Guest blogger Saulo Colon considers the twin roles of vision and practice in social movements. In public education, an institution designed from the start as a way of prefiguring society's future in the here and now, such lessons are of crucial importance -- the values we prioritize and reward in schools, good or ill, will eventually manifest themselves in society at-large. --Greg
In this post I elaborate on an issue that Greg and I think is critical for real reform work.
Hypothesis 1: Movement success starts with visionary shifts in thinking and behavior (prefigurative praxis).
In order to think about what educational reforms we need, we first have to envision the society we want those reforms to help create.
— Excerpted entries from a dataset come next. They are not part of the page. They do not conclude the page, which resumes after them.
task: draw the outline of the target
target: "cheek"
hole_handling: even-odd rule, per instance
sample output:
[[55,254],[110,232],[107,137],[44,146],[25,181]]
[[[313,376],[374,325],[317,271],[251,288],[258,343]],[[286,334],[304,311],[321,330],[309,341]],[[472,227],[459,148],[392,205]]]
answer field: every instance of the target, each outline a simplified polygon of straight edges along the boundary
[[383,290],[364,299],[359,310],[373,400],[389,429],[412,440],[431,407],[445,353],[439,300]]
Transformative thinkers and leaders see and embrace possibilities for our collective future that seem beyond the realm of conventional wisdom. Transformative solutions come from visionary, "outside the box," and utopian thinking. They require a capacity and a willingness to consider changes of a sort and scale beyond mainstream discourse. In many ways, this is analogous to what Thomas Kuhn described as "paradigm shifts" in The Structure of Scientific Revolutions. When existing ways of conceptualizing the world no longer work, or, in a society, do not promote justice and equity, newly-minted ideas are needed.
Social justice thinkers and organizers have visions of a changed world when the future looks unclear to most. They approach current social problems as challenges to be overcome in order to move towards and shape the future, as the visionary utopian Edward Bellamy did in Looking Backward and William Morris did in News from Nowehere.
Transformative movements help usher in a better tomorrow by creating alternatives to life today and enabling us to see new possibilities for our collective futures. Such movements model the future that they envision, and act on this "future" before it has come. Such "prefigurative" movements foster behaviors and create structures and institutions that are a microcosm of the future they are trying to build. They plant seeds that grow the future.
"The crux of prefigurative politics . . . [is] to create and sustain within the live practice of the movement, relationships and political forms that 'prefigure' and embody the desired society," New Left theorist Wini Breines wrote. Activists not only advocate for change but the structure and actions of the movements they create are microcosms of the more humane society they want to bring into being.
They "walk out" of failing systems, as authors Margaret Wheatley and Deborah Frieze write. They not only refuse to work for oppressive, alienating circumstances but also "walk on" to "champion values and practices that respect people, that rely on people's inherent motivation, creativity, and caring to get quality work done." They are already creating a better future through the ways they live and act in the present.
Many communal movements, from the kibbutzim to the Bruderhof Communities, attempt to prefigure a changed social order through the very ways that they live. Thus, the form and practice of those participating in the movement become a template and even an advertisement for the larger goals of the movement.
This is what inspires many about the Occupy Movement. The fact that while it resists the status quo of capitalist realism, it also develops the People's Library, the Communal Kitchen, the General Assembly that point the way to how society could be. In order to Occupy the future we have to build it now.